2025年9月期のROEは20.8%(前連結会計年度比2.0pt上昇)と目標の20%超を達成。自己資本比率40.3%の健全な財務基盤を維持しながら財務レバレッジを2.34倍に活用。2023年9月期以降3期連続でROE20%前後を維持しており、資本効率の高い経営が定着している。
エンヴァリスの着眼点
業績トレンド
2021期から2025期にかけて売上高は8,107百万円→14,433百万円、営業利益は178百万円→3,406百万円と急拡大。2026年9月期中間期(上半期)は売上高8,011百万円(前年同期比17.9%増)、営業利益2,553百万円(同45.1%増)、経常利益2,358百万円(同37.8%増)と増収増益基調が継続。
売上総利益率は63.2%(前年同期比63.2%→70.0%)へ改善し、収益構造の高度化が進んでいる。外部要因として、事業承継需要の高まりがPE投資案件の組成を後押しし、航空機不足という市場環境がリース契約延長によるリース収益の安定化に寄与している一方、技術サービス案件の減少という逆風も生じている。
通期予想は売上高15,500百万円(前期比7.4%増)・営業利益4,200百万円(同23.3%増)・当期純利益4,600百万円(同116.8%増)。
成長戦略
PE投資・トラックリース・航空ビジネスの拡大と公共・再エネ事業の育成による多軸成長
前連結会計年度に組成した大型案件の回収が当中間期に順調に進捗し、投資銀行セグメント利益は前年同期比59.8%増の3,373百万円を達成。引き続き新規案件の組成を推進し、回収サイクルの継続的な拡大を図る。

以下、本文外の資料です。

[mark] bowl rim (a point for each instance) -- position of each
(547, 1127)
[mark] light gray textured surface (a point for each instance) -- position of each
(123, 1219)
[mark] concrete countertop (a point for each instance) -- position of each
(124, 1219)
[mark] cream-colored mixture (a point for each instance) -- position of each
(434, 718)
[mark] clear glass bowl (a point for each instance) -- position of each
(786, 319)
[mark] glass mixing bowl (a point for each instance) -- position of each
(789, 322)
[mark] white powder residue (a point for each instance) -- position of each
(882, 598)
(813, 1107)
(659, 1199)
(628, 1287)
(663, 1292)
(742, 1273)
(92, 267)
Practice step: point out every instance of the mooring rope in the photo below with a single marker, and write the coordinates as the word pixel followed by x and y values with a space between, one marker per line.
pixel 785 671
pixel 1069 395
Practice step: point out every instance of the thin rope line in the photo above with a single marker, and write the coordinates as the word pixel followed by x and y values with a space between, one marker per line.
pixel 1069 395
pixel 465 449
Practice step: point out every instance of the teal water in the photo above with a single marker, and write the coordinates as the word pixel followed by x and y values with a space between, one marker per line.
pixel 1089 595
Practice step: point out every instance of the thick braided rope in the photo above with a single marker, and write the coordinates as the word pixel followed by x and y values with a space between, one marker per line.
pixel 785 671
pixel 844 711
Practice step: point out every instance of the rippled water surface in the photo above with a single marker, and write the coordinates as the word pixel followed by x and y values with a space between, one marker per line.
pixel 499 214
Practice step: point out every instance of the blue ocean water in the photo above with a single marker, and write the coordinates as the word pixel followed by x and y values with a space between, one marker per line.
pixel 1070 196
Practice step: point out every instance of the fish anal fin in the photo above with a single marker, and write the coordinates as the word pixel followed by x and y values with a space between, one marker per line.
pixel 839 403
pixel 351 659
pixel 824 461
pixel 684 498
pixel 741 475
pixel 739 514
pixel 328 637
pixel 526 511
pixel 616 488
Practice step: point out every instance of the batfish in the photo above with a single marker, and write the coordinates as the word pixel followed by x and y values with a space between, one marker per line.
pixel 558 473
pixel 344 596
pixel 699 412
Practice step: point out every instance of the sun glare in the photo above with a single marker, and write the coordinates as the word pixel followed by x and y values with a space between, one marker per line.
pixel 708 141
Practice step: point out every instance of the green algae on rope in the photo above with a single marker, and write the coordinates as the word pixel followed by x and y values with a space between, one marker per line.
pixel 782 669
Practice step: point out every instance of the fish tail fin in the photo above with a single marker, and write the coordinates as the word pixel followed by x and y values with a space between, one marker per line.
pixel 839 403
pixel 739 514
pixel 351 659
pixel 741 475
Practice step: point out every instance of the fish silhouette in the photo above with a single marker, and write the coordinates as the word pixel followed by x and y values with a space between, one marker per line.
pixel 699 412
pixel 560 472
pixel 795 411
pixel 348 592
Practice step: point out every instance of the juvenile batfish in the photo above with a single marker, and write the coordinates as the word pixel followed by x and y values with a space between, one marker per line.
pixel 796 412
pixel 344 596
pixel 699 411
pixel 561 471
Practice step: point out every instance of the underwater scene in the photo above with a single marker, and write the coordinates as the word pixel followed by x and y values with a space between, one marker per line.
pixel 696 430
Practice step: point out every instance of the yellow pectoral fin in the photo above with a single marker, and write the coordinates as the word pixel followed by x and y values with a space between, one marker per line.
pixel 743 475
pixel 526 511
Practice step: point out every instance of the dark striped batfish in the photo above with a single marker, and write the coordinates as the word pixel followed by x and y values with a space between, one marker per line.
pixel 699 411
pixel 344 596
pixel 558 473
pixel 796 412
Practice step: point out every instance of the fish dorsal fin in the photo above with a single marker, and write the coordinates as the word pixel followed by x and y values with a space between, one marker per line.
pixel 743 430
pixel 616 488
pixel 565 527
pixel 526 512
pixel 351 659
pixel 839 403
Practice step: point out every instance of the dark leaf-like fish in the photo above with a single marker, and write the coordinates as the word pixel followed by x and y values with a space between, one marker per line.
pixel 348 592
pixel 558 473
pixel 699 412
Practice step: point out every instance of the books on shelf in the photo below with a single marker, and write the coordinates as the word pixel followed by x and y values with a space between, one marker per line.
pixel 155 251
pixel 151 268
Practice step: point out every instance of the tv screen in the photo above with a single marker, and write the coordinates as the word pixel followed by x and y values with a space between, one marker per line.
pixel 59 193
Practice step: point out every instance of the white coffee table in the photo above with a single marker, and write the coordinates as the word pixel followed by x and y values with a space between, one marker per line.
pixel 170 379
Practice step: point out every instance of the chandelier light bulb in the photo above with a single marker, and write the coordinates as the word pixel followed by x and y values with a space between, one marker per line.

当中間期の出資金販売額は4,270百万円に達し、アレンジメント等売上高が前年同期の2倍超に拡大。ビジネスパートナーとの契約数増加と車両確保の順調な進捗により、さらなる規模拡大を目指す。
第1四半期より「投資銀行-航空機部門」として独立セグメント化。前連結会計年度に積み上げた賃貸資産によるリース収益が増加しているが、技術サービスは航空機不足によるリース延長で案件減少が続き、セグメント利益は前年同期比67.1%減の48百万円にとどまる。
太陽光発電所開発プロジェクト10案件のうち2026年3月末に3案件が売電開始、4月にさらに1案件が売電開始と順調に進捗。人材への先行投資によりセグメント損失は192百万円に拡大しているが、売電収益の本格化により収益化フェーズへの移行が進む。
当中間期よりフィンテックグローバル信託株式会社を新規連結。信託機能の内製化により、顧客向けサービスの拡充と新たな収益機会の創出を図る。
預り資産残高は約1,626億円(前連結会計年度末比0.5%増)に増加。太陽光発電所開発案件における対象資産の取得進捗や海外投資家向けレジデンス投資の継続により、ストック型収益の基盤を拡充する。